Adepte des voyages organisés, cette clientèle a désormais disparu, pour laisser place aux seuls touristes individuels huppés, voire extrêmement riches. « Il leur arrive de descendre au Shangri-La [hôtel parisien de luxe] , de louer un bateau privé à 800 euros pour une balade d’une heure trente avec champagne sur la Seine, sachant que c’est 5 000 euros avec le dîner », détaille M. Pankov. L’Opéra Garnier, le Louvre, Versailles : ils prisent les grands classiques. « On discute de géopolitique, mais je fais attention, car il y a des avis partagés, et notre but c’est d’évoquer la culture, l’histoire, pas de faire de la politique. » Parfois, ajoute-t-il, certains se renseignent au préalable sur le risque de possibles agressions contre des russophones.

La guerre n’a pas complètement tari le tourisme russe dans les pays occidentaux, même si celui-ci a changé de visage. Avec les sanctions, et la fermeture du ciel aérien européen aux compagnies russes et aux jets privés des oligarques à la fin février 2022, ces voyageurs doivent désormais faire étape à Istanbul, Belgrade, Erevan, Podgorica ou encore Dubaï, s’ils veulent rejoindre l’Union européenne (UE).
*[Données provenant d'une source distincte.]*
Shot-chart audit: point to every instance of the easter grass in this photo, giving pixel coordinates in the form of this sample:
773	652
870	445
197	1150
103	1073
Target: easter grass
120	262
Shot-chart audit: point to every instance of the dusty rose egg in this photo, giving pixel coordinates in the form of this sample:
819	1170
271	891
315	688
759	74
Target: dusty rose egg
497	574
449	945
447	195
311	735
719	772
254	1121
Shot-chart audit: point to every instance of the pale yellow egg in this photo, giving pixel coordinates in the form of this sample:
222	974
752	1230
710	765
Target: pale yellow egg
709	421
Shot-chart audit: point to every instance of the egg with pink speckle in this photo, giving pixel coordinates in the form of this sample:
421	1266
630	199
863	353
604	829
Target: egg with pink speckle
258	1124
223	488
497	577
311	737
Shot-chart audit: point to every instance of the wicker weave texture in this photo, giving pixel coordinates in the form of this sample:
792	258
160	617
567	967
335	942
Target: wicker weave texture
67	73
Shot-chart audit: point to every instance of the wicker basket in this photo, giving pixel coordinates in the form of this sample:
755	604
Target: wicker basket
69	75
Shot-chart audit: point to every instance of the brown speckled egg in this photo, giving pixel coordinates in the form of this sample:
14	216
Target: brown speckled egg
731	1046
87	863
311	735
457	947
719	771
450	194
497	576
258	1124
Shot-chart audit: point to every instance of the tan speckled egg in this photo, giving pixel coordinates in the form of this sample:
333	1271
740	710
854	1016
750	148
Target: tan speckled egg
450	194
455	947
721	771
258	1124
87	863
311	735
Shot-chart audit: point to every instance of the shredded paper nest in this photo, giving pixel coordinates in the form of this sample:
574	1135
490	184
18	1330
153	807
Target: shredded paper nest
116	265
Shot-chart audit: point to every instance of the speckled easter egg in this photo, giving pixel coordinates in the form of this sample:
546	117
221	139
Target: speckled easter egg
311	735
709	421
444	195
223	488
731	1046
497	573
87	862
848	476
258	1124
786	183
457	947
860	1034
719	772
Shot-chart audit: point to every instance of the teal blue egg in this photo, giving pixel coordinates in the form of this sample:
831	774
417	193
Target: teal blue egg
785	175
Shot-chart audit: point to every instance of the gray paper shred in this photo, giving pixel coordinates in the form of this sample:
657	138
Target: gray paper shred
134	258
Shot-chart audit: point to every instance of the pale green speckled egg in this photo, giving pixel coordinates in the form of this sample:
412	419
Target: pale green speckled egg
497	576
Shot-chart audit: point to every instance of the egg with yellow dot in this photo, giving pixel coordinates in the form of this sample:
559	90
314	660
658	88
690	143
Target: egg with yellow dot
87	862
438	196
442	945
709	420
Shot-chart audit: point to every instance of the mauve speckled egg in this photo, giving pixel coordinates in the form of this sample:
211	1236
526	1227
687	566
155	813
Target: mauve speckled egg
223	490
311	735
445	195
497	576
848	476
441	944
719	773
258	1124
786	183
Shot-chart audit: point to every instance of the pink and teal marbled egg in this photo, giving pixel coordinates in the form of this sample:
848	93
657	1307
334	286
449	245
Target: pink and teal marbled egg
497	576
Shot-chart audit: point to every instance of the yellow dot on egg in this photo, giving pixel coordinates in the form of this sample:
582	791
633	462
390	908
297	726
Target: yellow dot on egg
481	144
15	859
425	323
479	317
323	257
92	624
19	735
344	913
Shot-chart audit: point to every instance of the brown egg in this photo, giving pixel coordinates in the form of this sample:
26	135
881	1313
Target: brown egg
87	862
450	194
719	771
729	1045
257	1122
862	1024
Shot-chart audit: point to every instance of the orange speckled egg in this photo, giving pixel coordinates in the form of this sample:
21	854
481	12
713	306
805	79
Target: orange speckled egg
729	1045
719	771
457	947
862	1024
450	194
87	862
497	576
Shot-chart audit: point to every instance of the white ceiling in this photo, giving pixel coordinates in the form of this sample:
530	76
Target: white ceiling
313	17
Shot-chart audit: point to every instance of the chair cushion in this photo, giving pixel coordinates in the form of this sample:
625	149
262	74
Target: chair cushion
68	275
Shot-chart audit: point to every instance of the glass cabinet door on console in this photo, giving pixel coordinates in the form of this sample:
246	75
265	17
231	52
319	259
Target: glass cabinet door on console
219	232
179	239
Examen plus pointilleux des demandes de visa

« Venir de Russie aujourd’hui coûte cher, extrêmement cher, et prend beaucoup plus de temps », confirme Sveta Azur, originaire d’Asie centrale et guide à Nice. Résultat, sa clientèle, comme celle d’autres professionnels, est essentiellement constituée de Russes habitant l’UE, Londres, Israël ou les Etats-Unis, avec en général deux passeports ou une carte de résidence. « Environ 90 % habitent en Europe et 10 % viennent de Russie », détaille-t-elle, notant également la présence de touristes ukrainiens. Ce que confirme Vladimir Yatsko, guide biélorusse depuis quarante ans à Paris : « La semaine [du 8 mai], un couple est venu de Kiev pour fuir la guerre et se reposer », raconte-t-il.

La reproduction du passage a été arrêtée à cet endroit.